A bote pronto

Al Barça solo le vale ganar

Pasará una hoja del calendario y el Real Madrid mantendrá, en el mejor de los casos, la ventaja en la clasificación de la liga. Son cinco puntos (65 y 60 puntos) a igualdad de partidos jugados, ya que mientras a los merengues les queda el partido aplazado de Balaídos, frente a los locales del Celta de Vigo, al FC Barcelona le resta completar la jornada 28 de este fin de semana, que cerrará la fecha dominical en el Camp Nou enfrentándose al Valencia CF.

El coeficiente general que fija la diferencia de goles obtenidos y recibidos es bastante favorable al FC Barcelona con una diferencia a favor de 54 (77 goles a favor y 23 en contra), en tanto que el Real Madrid arroja unos números de más 43  (71 tantos a favor y 28 tantos encajados). Ello marca un comportamiento, pero solo puede influir en el orden clasificatorio si se cumple, al término de la competición, la igualdad en puntos totalizados y un mismo coeficiente particular en las disputas directas.

Esos cinco puntos de distancia, con 36 puntos por disputar, representa una ventaja del 13,88 porcentual,  con la referencia del duelo directo que se ha de jugar en el estadio Santiago Bernabéu el domingo 23 de abril, celebridad catalana del patrón  Sant Jordi.
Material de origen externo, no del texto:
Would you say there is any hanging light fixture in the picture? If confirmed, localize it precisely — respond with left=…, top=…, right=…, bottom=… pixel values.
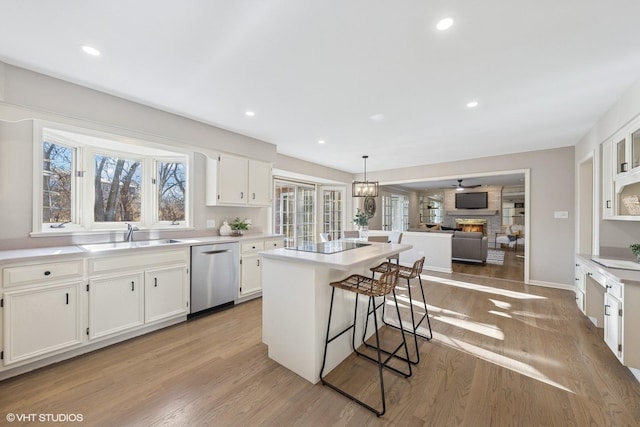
left=351, top=156, right=378, bottom=197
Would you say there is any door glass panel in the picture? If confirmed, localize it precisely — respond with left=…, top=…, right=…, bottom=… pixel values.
left=273, top=181, right=315, bottom=247
left=616, top=139, right=629, bottom=173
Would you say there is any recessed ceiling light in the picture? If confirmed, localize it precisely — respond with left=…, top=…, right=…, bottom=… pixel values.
left=436, top=18, right=453, bottom=31
left=82, top=45, right=100, bottom=56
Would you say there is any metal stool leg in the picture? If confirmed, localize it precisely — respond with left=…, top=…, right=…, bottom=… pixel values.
left=320, top=282, right=412, bottom=417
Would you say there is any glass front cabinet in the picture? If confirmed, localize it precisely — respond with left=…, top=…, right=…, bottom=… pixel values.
left=601, top=118, right=640, bottom=221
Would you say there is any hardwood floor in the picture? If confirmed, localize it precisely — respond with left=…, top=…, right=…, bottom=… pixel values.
left=0, top=273, right=640, bottom=426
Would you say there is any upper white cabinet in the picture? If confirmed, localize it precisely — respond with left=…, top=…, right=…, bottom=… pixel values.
left=206, top=154, right=272, bottom=206
left=602, top=119, right=640, bottom=221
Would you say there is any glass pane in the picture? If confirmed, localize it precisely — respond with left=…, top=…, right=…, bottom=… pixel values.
left=296, top=186, right=316, bottom=245
left=42, top=141, right=75, bottom=223
left=157, top=162, right=186, bottom=221
left=323, top=190, right=342, bottom=240
left=616, top=139, right=628, bottom=173
left=274, top=183, right=295, bottom=247
left=93, top=155, right=141, bottom=222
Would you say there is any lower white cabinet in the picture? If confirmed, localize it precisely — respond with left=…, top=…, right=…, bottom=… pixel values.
left=604, top=292, right=622, bottom=360
left=3, top=282, right=83, bottom=365
left=144, top=266, right=188, bottom=323
left=239, top=238, right=284, bottom=298
left=88, top=273, right=144, bottom=339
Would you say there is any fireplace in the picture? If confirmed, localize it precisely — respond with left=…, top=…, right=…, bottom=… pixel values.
left=456, top=218, right=487, bottom=236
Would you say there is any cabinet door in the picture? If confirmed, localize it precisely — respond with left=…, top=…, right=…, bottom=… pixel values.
left=4, top=283, right=82, bottom=365
left=248, top=160, right=272, bottom=206
left=602, top=140, right=615, bottom=219
left=240, top=255, right=262, bottom=297
left=144, top=267, right=188, bottom=323
left=89, top=272, right=144, bottom=339
left=604, top=293, right=622, bottom=359
left=218, top=154, right=248, bottom=205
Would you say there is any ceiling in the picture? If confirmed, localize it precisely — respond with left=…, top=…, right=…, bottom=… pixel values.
left=0, top=0, right=640, bottom=173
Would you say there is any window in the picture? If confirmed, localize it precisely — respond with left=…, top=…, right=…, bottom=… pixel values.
left=34, top=124, right=191, bottom=234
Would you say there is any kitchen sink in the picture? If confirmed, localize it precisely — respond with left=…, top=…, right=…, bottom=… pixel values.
left=80, top=239, right=186, bottom=252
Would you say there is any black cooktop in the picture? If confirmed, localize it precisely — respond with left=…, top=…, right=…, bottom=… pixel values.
left=287, top=240, right=370, bottom=254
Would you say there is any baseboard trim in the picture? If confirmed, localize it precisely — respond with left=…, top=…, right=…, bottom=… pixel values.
left=529, top=280, right=575, bottom=291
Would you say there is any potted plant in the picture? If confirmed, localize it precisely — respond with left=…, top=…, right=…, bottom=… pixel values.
left=629, top=243, right=640, bottom=262
left=229, top=217, right=251, bottom=236
left=353, top=208, right=369, bottom=239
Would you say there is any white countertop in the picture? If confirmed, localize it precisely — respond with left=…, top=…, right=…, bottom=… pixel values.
left=259, top=242, right=413, bottom=271
left=0, top=233, right=282, bottom=263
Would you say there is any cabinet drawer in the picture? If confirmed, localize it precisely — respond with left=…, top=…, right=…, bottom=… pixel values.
left=3, top=259, right=84, bottom=287
left=241, top=241, right=264, bottom=254
left=264, top=239, right=284, bottom=249
left=607, top=280, right=624, bottom=301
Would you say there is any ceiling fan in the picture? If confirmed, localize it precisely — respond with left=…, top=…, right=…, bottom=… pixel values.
left=452, top=179, right=481, bottom=191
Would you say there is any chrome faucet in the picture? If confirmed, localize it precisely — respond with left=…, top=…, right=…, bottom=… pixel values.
left=124, top=222, right=139, bottom=242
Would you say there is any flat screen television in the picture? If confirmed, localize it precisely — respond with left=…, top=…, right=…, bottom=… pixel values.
left=456, top=192, right=488, bottom=209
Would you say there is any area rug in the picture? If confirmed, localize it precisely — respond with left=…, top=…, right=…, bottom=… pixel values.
left=487, top=249, right=504, bottom=265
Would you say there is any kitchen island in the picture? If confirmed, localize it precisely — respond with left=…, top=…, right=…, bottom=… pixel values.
left=260, top=240, right=412, bottom=384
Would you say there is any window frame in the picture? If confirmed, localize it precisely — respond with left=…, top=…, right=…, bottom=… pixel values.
left=30, top=120, right=194, bottom=237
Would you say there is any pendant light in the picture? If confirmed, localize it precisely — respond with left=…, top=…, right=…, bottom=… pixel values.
left=351, top=156, right=378, bottom=197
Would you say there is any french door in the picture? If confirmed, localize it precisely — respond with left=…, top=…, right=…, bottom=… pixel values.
left=273, top=180, right=316, bottom=246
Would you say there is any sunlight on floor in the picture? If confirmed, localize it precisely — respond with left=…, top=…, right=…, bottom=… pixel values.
left=433, top=331, right=575, bottom=394
left=420, top=274, right=547, bottom=299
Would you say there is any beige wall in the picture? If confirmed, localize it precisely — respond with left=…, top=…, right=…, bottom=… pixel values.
left=360, top=148, right=575, bottom=286
left=575, top=82, right=640, bottom=256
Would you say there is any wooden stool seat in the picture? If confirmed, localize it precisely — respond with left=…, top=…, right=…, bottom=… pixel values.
left=370, top=257, right=433, bottom=364
left=320, top=269, right=411, bottom=416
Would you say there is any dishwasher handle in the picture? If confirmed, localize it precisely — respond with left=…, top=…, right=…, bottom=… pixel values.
left=200, top=249, right=231, bottom=255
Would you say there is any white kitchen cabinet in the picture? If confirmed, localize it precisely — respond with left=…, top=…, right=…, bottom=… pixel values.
left=239, top=240, right=264, bottom=297
left=574, top=262, right=586, bottom=313
left=144, top=267, right=188, bottom=323
left=205, top=154, right=272, bottom=206
left=247, top=160, right=273, bottom=206
left=604, top=292, right=623, bottom=361
left=88, top=273, right=144, bottom=340
left=4, top=282, right=83, bottom=365
left=238, top=237, right=284, bottom=298
left=602, top=140, right=615, bottom=219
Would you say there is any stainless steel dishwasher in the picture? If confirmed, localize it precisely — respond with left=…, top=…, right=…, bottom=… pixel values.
left=190, top=243, right=240, bottom=314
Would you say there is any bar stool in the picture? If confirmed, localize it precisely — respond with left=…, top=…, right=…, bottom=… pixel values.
left=320, top=269, right=411, bottom=417
left=370, top=257, right=433, bottom=365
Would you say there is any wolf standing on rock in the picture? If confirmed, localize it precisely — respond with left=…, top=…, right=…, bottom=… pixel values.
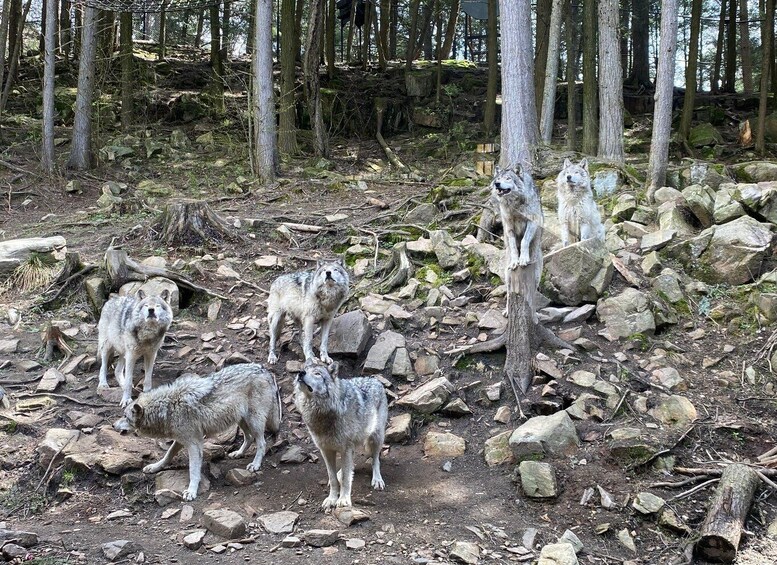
left=114, top=363, right=283, bottom=500
left=294, top=364, right=388, bottom=510
left=556, top=159, right=604, bottom=247
left=267, top=261, right=349, bottom=365
left=97, top=290, right=173, bottom=408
Encuentro que la directiva blanca quiso adelantar al sábado por la interposición de los cuartos de final de la Champions League en las fechas, pero que el cuadro catalán no ha aceptado porque el FC Barcelona jugará frente a la Juventus  de Turín el miércoles anterior, en tanto que el Real Madrid gozará de un día más de descanso al dirimir el martes su duelo con el Bayern de  Münich. La falta de acuerdo evitará modificaciones en las agendas.

La visita a San Mamés era, probablemente, la más comprometida, junto con la de Balaídos, en el calendario del equipo de la comunidad madrileña. La resolvió con una victoria ajustada por uno a dos, sin mayores estridencias y aprovechando los errores defensivos de los locales y su fútbol plano que no comprometió seriamente a la defensa blanca.

Con cero a cero estuvo a punto de repetir Sergio Ramos con sus testarazos implacables, pero, esta vez, solo ante Kepa, no ajustó su remate entre los tres palos. De ello, tomó nota el míster Ernesto Valverde que alertó de ese peligro a sus jugadores que pagaron el exceso en la jugada decisiva.

En el último tramo del partido, cuando el Athletic Club había hecho lo más difícil, al conseguir igualar la contienda en un gol de cabeza de Aduriz, cuyo balón le fue servido por la testa de Raúl García, sobrevino la derrota. Fue en un córner botado por Kroos, con un marcaje múltiple a Ramos que dejó, solo en el segundo palo a Casemiro que tuvo tiempo de parar, controlar y empujar bajo palos el balón a la red con una calma y quietud impropia de esos terrenos. Sin atribuírsele la autoría directa, el efecto Ramos volvió a ser fundamental en el triunfo.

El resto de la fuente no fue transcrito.